London, Feb 12 (UNI) Napoleon Bonaparte, the famous French emperor and one of the greatest military commanders in history did not die of arsenic poisoning, a new study claims.
In 1961, an elevated level of arsenic was found in Napoleon's hair, inspiring widespread rumours about the cause of his demise.
But the new study has concluded there was no significant increase in arsenic levels in his last years.
After nearly 200 years of debate about what killed the French emperor, researchers at Italy's National Institute of Nuclear Physics (INFN) have examined his hair to shed light on the suggestion that he was poisoned by guards during his exile in Saint Helena, an island in the South Atlantic, following the Battle of Waterloo.
The work provides indirect support for the suggestion that Napoleon died of stomach cancer linked to a poor diet, published in the journal Nature Clinical Practice Gastroenterology by Dr Robert Genta and colleagues. His risk of cancer might have been increased by his diet of salt-preserved foods which lacked in fruits and vegetables.
For the current research, the team of scientists compared samples held by French and Italian museums, dating from when Napoleon was a boy in Corsica; during his exile on the Island of Elba; on the day of his death (May 5, 1821) on the Island of Saint Helena; and the day after his death.

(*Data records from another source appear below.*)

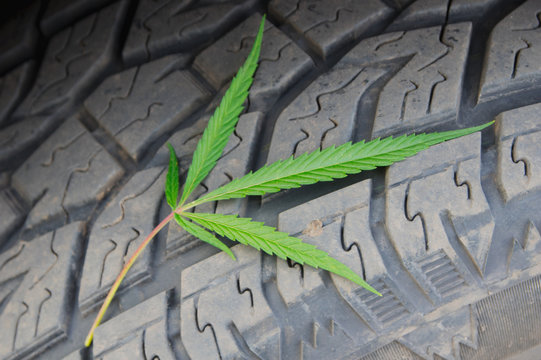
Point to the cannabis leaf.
(329, 164)
(321, 165)
(223, 121)
(274, 242)
(171, 182)
(202, 234)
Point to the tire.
(91, 92)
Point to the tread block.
(338, 223)
(235, 162)
(137, 333)
(422, 88)
(20, 138)
(224, 313)
(163, 27)
(13, 86)
(67, 174)
(323, 114)
(329, 25)
(11, 213)
(512, 63)
(19, 37)
(74, 58)
(445, 337)
(426, 87)
(422, 13)
(60, 13)
(117, 233)
(432, 199)
(519, 160)
(282, 63)
(143, 103)
(36, 291)
(497, 336)
(393, 350)
(526, 252)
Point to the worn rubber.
(92, 91)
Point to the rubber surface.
(91, 91)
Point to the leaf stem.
(122, 274)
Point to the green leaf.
(172, 180)
(203, 235)
(266, 238)
(223, 121)
(329, 164)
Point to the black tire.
(91, 91)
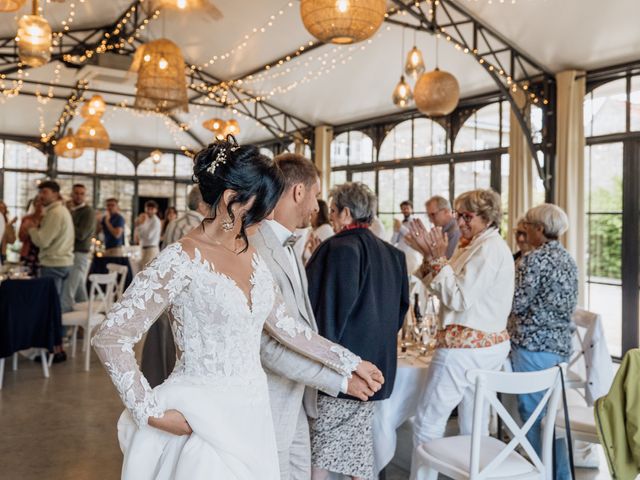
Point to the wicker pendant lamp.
(67, 146)
(11, 5)
(92, 134)
(95, 107)
(342, 21)
(161, 84)
(34, 39)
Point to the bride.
(211, 418)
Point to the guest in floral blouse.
(475, 289)
(545, 298)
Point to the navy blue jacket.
(359, 292)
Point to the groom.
(294, 379)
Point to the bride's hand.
(172, 422)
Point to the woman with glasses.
(475, 289)
(546, 295)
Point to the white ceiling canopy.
(329, 84)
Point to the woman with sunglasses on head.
(475, 290)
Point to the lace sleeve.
(300, 338)
(148, 296)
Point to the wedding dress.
(218, 383)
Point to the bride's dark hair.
(225, 165)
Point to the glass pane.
(109, 162)
(393, 188)
(337, 178)
(604, 176)
(429, 181)
(21, 155)
(122, 190)
(471, 175)
(184, 166)
(481, 131)
(397, 144)
(605, 109)
(607, 301)
(267, 152)
(360, 148)
(85, 163)
(340, 150)
(635, 103)
(68, 181)
(429, 138)
(368, 178)
(163, 167)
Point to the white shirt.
(282, 233)
(475, 288)
(149, 232)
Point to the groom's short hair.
(296, 169)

It was found Napoleon's hair had an average arsenic level of around ten parts per million whereas the arsenic level in the hair samples from today was around one tenth of a part per one million.
But the levels in Napoleon's hair were typical of those seen in the people at the beginning of the 19th century which included Napoleon's son also. The arsenic levels when Napoleon was a boy and during his final days in Saint Helena were also similar, as reported by the Daily Telegraph.
Napoleon conquered much of Europe, but was ultimately defeated at the Battle of Waterloo in 1815. The British then exiled him to St Helena. He died on May 5, 1821, at the age of 51.